The author, Whitney Goodman, also touches on how toxic positivity impacts the workplace.  In her book, she discusses an overworked employee who is silenced and shamed for daring to complain about the work environment.  The book discusses toxic positivity in the workplace: bright colors, foos ball, common areas, holiday parties.  These things are designed to force a feeling of fun and camaraderie in the office, but in this employee's experience, just disguised the toxicity of the office and made it so that anyone complaining could be shamed for being negative in such a positive environment.

That's one reason I bring it up.  But it's not a direct comparison to freelancing, since we typically work from home and with a fair amount of independence.  But the more I thought about it, the more I realized we're still susceptible to this idea of toxic positivity, from both inside and outside sources.

  1. The toxic client.  Most of us have probably encountered clients who present themselves as the perfect client to write for, the dream opportunity... but then you find out you're expected to be on call 24/7, put up with unreasonable expectations and nitpicky critiques of your work, etc.  If you try to enforce your boundaries as a freelancer, you're silenced much as the employee in the book was, because how could you ever complain about such a fabulous gig?

  2. Toxic positivity in presentation.  Another thing Goodman talks about is the wild chasm between how we present our lives on social media, and how we actually feel.  Social media is evidence of toxic positivity when we always pretend everything is perfect, even when it's most definitely not.  I think we as writers are horribly guilty of this, as we feel like we have to always present our freelance status as a perfect existence in order to combat society's skepticism.  So when people ask us about what we do, we talk up the flexibility and the independence, and conveniently leave out anything about how hard freelancing can be.

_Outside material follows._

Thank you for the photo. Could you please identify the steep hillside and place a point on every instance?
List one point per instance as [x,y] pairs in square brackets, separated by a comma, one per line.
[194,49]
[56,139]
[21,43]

  3. Internalized toxic positivity.  When it comes down to it, it's all in our head, but unfortunately freelance writers spend a lot of time in our heads.  We tell ourselves freelancing is a dream job even though we're working long hours to market ourselves and continually look for more work, still meet our deadlines, and generate enough in income.  We're impossibly hard on ourselves and always view our accomplishments as not being enough.  "Believe you can do it and it'll happen!" is the message, no matter how unrealistic the goal is.  And we pretend our job has this amazing advantage of flexibility even though in reality that means working all hours.  In short, we are both the boss and the employee in the scenario in the book: overworked and telling ourselves how dare we complain when we have the good fortune to work for ourselves.
I'm not yet finished with Toxic Positivity, but I'm looking forward to seeing if there's more that appears to be relevant to freelancing, and what solutions the book proposes (because it does discuss ways to reframe so that you're not constantly undermining yourself and others with forced positivity).  I'll post again if I find anything else that bears passing on.  In the meantime: Remember, we may love freelancing, but we don't have to sell it as being perfect all the time.  No job is perfect all the time, and freelancing doesn't need to be either in order to justify our decision to pursue this life.